SHANGHAI: China shares dropped on Wednesday, with investors selling consumer and healthcare stocks, as concerns over policy tightening continued to weigh on sectors with lofty valuations.
Hong Kong shares slumped as well on a media report that the government will increase stamp duty to 0.13% from 0.1% for stock trading.
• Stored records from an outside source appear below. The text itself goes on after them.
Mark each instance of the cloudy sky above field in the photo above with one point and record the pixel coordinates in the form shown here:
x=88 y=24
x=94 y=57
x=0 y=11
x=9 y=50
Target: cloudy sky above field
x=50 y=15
The tax hike was officially announced by Finance Secretary Paul Chan after the morning session.
At the midday break, the Shanghai Composite index was down 1.55% at 3,579.95 points, while the blue-chip CSI300 index dropped 2.05%.
Leading the losses, the consumer staples sector slumped 4.1% while the healthcare sub-index dropped 3.17%.
"Those sectors gained too much in previous sessions, and valuations are still near record highs," said Zhang Qi, analyst with Haitong Securities, referring to the market slump on Wednesday.
Markets could see a sharper rotation from the current position in consumer shares, some fund managers have even stopped new subscription into funds heavily invested in liquor shares, which are in lofty valuations, Zhang added.
The smaller Shenzhen index was down 1.54%, the start-up board ChiNext Composite index was weaker by 2.57% and Shanghai's tech-focused STAR50 index was down 1.1%?.
Chinese H-shares listed in Hong Kong fell 2.27% to 11,639.3, while the Hang Seng Index was down 1.92% at 30,045.95. Shares of Hong Kong Exchanges and Clearing Ltd fell as much as 8% after the report.
"The market had been underselling pressure, especially selling of those tech shares, high valuation shares.
The news regarding the stamp duty just sped up the selling," said Steven Leung, executive director and institutional sales at UOB Kay Hian in Hong Kong.
Around the region, MSCI's Asia ex-Japan stock index was firmer by 0.24% while Japan's Nikkei index was down 0.90%.